A few weeks ago at not-my-normal Weight Watchers meeting, Lisa, the “other” WW meeting leader asked me if I had started to think about my goal weight. I really can’t remember what my answer was, because the important thing about that moment was what she said to me. “Your goal,” she expressed “is not a number on the scale that you preselect for yourself. It’s a place that you come to and find yourself feeling good about how you feel. When you are there, you will know it, and that is the weight that you declare is your goal.”
WOW. That is so not what I thought. All along I assumed that my goal should be this number or that number on the scale, and that I should die trying to get there (not really). But when she put it in those terms, everything suddenly seemed right in the world.
So the following week I walked in to my regular WW meeting and declared that I was at my goal weight RIGHT NOW. Hooray for me (not really)! And baloons fell out of the ceiling (really).
That was almost exactly one week ago. And it’s been hell ever since. Suddenly, the game was over. A new phase was supposed to begin. One in which I eat more food (not too much) and watch the scale to see how my body reacts. I’m still supposed to stick to my basic plan–which for me involves counting points. But my mind has been playing tricks on me. Asking me if maybe there is another way. “Just eat healthy food, Wendy” it says. “You’ll see, you won’t gain weight if you eat mostly vegan. You can do this without having to carefully analyze your food and count points. What a drag that is!”

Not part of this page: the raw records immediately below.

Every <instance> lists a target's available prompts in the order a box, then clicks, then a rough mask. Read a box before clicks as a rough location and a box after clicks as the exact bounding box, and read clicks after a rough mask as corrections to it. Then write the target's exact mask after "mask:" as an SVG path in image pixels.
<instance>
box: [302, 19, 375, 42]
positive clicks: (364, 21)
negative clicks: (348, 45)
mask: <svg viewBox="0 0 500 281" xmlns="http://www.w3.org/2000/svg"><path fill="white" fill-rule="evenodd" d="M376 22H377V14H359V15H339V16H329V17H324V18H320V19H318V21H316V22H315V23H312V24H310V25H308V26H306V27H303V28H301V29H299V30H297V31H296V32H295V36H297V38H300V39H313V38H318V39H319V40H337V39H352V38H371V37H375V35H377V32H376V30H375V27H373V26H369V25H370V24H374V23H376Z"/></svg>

Well I’ll tell you what is really a drag. Seeing the scale register a 3 pound weight gain in 4 days when you have been “eating healthy” and exercising a lot.
So, after the initial shock of it all, I came to some realizations.

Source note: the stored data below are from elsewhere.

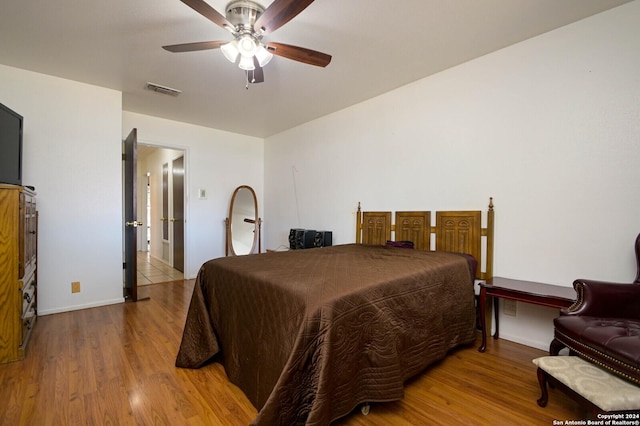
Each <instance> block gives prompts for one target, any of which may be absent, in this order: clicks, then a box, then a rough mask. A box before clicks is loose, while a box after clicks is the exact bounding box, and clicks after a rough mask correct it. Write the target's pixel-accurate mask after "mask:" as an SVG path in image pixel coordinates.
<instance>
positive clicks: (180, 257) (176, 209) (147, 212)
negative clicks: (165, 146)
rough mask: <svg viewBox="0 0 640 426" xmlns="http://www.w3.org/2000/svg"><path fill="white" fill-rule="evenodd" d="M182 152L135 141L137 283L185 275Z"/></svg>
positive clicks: (178, 277)
mask: <svg viewBox="0 0 640 426" xmlns="http://www.w3.org/2000/svg"><path fill="white" fill-rule="evenodd" d="M184 156H185V152H184V150H180V149H172V148H164V147H158V146H151V145H144V144H142V143H139V144H138V205H139V206H144V209H145V211H144V212H140V213H142V214H141V216H144V217H145V219H146V222H145V224H144V225H143V226H141V227H139V231H138V232H139V233H140V234H139V235H138V253H137V269H138V275H137V276H138V286H144V285H149V284H157V283H161V282H168V281H175V280H182V279H184V227H185V225H186V223H185V220H184V217H185V215H184V211H185V205H184V204H185V199H184V184H185V182H184V177H185V172H186V170H185V162H184Z"/></svg>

Realization Number 1: Maintaining a healthy weight is no different than losing weight. And if you think it is, boy are you in for a rude awakening. Get used to counting those points, logging your food, pre-planning what you eat, or whatever it is that got you to that goal. Sure, you can eat about 200-250 more calories per day and not gain weight. But everything else needs to remain exactly the same. It’s a bummer, but I’ve got to get over it.
Realization Number 2: The “game” of losing weight is over. The excitement of the “score” is gone. I love winning. Who doesn’t? It’s really fun. Especially when this game has no losers. I’ve got to find a new excitement to keep me going. A new reason to count those points, log my food, pre-plan what I eat and exercise almost every day. Maybe that new game is this blog. Is it enough? I’ll find out.